A few days ago, one of the disks appears to have suddenly 'become empty', for lack of better explanation. The amount of data on the /home mount almost halved within minutes - the disk appears to have had just over 400 GB of data prior to 'becoming empty'.
I have absolutely no idea what happened. I was not using the server at the other time, but there are half a dozen other users who may have been (without root access and without the ability to hose a whole disk).
I've ran SMART tests on the disk and it comes back clean. The filesystem checks fine (it has 12 GB used now, as some user software continued downloading after the incident).
All I know is that around around midnight on October 19, the disk usage changed dramatically:
The data points are every 15 minutes, and the full loss occured between captures:
2012-10-18 23:58:03.399647 - has 953.97/2059.07 GB [46.33 percent]
2012-10-19 00:13:15.909010 - has 515.18/2059.07 GB [25.02 percent]
Other than that, I have not much to go off :-(
I know that:
There's nothing interesting in log files at that time
Nobody appeared to be logged in via SSH at the time it occured (most users do not even use SSH)
The server was online through whatever occured (3 months uptime)
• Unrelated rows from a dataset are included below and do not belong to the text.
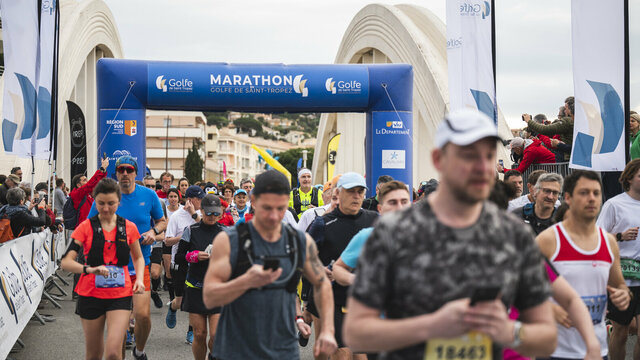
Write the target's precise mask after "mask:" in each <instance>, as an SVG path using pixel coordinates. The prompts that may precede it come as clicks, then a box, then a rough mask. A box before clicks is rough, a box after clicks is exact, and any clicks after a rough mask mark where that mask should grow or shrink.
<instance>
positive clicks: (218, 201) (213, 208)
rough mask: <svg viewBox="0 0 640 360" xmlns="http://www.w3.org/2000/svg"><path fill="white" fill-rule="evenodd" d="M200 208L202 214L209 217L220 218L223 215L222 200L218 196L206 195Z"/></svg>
mask: <svg viewBox="0 0 640 360" xmlns="http://www.w3.org/2000/svg"><path fill="white" fill-rule="evenodd" d="M187 191H188V190H187ZM200 208H201V209H202V212H203V213H204V214H205V215H207V216H210V215H215V216H218V215H220V214H222V205H221V203H220V198H219V197H218V196H217V195H213V194H207V195H205V197H203V198H202V202H201V203H200Z"/></svg>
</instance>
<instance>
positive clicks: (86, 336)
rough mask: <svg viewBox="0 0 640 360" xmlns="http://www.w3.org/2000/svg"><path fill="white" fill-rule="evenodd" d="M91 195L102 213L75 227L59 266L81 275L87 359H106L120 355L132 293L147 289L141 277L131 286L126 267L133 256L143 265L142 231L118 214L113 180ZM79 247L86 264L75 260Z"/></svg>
mask: <svg viewBox="0 0 640 360" xmlns="http://www.w3.org/2000/svg"><path fill="white" fill-rule="evenodd" d="M93 197H94V199H95V203H96V204H97V209H98V215H96V216H94V217H92V218H90V219H87V220H85V221H83V222H82V223H80V224H79V225H78V226H77V227H76V229H75V230H74V232H73V234H72V235H71V238H72V241H71V243H70V244H69V248H68V249H67V252H66V254H65V256H64V258H63V259H62V262H61V266H62V268H63V269H64V270H66V271H69V272H72V273H75V274H82V276H81V277H80V280H79V281H78V285H77V286H76V288H75V291H76V292H77V293H78V295H79V297H78V302H77V304H76V314H78V315H79V316H80V318H81V319H82V328H83V329H84V335H85V348H86V358H87V359H102V357H103V354H104V357H105V358H107V359H121V358H122V357H121V352H122V345H123V344H122V342H123V339H124V337H125V332H126V329H127V325H128V324H129V313H130V312H131V302H132V300H131V298H132V294H133V293H136V294H140V293H143V292H144V289H145V287H144V283H143V281H142V279H137V280H136V281H135V282H133V286H132V281H131V279H130V277H129V271H128V267H127V264H129V254H131V257H132V258H133V261H132V262H133V265H134V267H135V268H136V269H137V270H138V271H142V269H143V268H144V258H143V257H142V252H141V250H140V244H139V243H138V241H137V240H138V238H139V237H140V234H139V233H138V230H137V229H136V226H135V224H134V223H132V222H130V221H129V220H125V219H124V218H122V217H120V216H118V215H116V209H118V205H119V204H120V198H121V194H120V188H119V187H118V184H116V182H115V181H114V180H112V179H103V180H101V181H100V182H99V183H98V184H97V185H96V186H95V189H94V192H93ZM116 238H117V239H118V241H117V240H116ZM120 240H122V241H120ZM80 249H82V252H83V253H84V255H85V258H86V259H87V262H86V264H81V263H78V262H77V261H76V257H77V256H78V253H79V252H80ZM105 325H106V327H107V340H106V344H105V342H104V340H103V339H104V328H105Z"/></svg>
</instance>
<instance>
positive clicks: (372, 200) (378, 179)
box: [362, 175, 393, 212]
mask: <svg viewBox="0 0 640 360" xmlns="http://www.w3.org/2000/svg"><path fill="white" fill-rule="evenodd" d="M389 181H393V178H392V177H391V176H389V175H382V176H380V177H379V178H378V183H377V184H376V194H375V195H374V196H372V197H370V198H366V199H364V202H363V203H362V208H363V209H365V210H371V211H375V212H378V194H379V193H380V187H381V186H382V185H384V184H386V183H388V182H389Z"/></svg>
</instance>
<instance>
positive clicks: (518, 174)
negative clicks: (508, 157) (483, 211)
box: [504, 170, 523, 201]
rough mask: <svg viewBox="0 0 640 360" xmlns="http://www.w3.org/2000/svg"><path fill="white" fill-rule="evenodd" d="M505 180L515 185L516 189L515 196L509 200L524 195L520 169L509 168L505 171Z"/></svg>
mask: <svg viewBox="0 0 640 360" xmlns="http://www.w3.org/2000/svg"><path fill="white" fill-rule="evenodd" d="M504 182H505V183H506V184H509V185H511V186H513V188H514V189H515V190H516V192H515V194H514V196H513V197H512V198H510V199H509V201H511V200H513V199H515V198H517V197H520V196H522V190H523V183H522V173H521V172H520V171H518V170H509V171H507V172H506V173H504Z"/></svg>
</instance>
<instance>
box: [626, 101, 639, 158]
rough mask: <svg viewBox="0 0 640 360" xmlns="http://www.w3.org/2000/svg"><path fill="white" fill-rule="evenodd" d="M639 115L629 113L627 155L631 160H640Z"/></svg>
mask: <svg viewBox="0 0 640 360" xmlns="http://www.w3.org/2000/svg"><path fill="white" fill-rule="evenodd" d="M639 130H640V115H638V113H637V112H635V111H631V114H630V115H629V144H630V145H629V153H630V155H631V160H633V159H637V158H640V136H638V134H640V131H639Z"/></svg>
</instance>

None of the other disks were affected and everything else on the server looks completely normal
I have tried using "extundelete" on the disk and it didn't really find anything (some temporary files, but they looked new anyway)
I am completely at a loss to what could have caused this. I was initially thinking maybe root escalation exploit, but even if someone did maliciously "rm" the disk contents, it would take more than 15 minutes for 400 GB?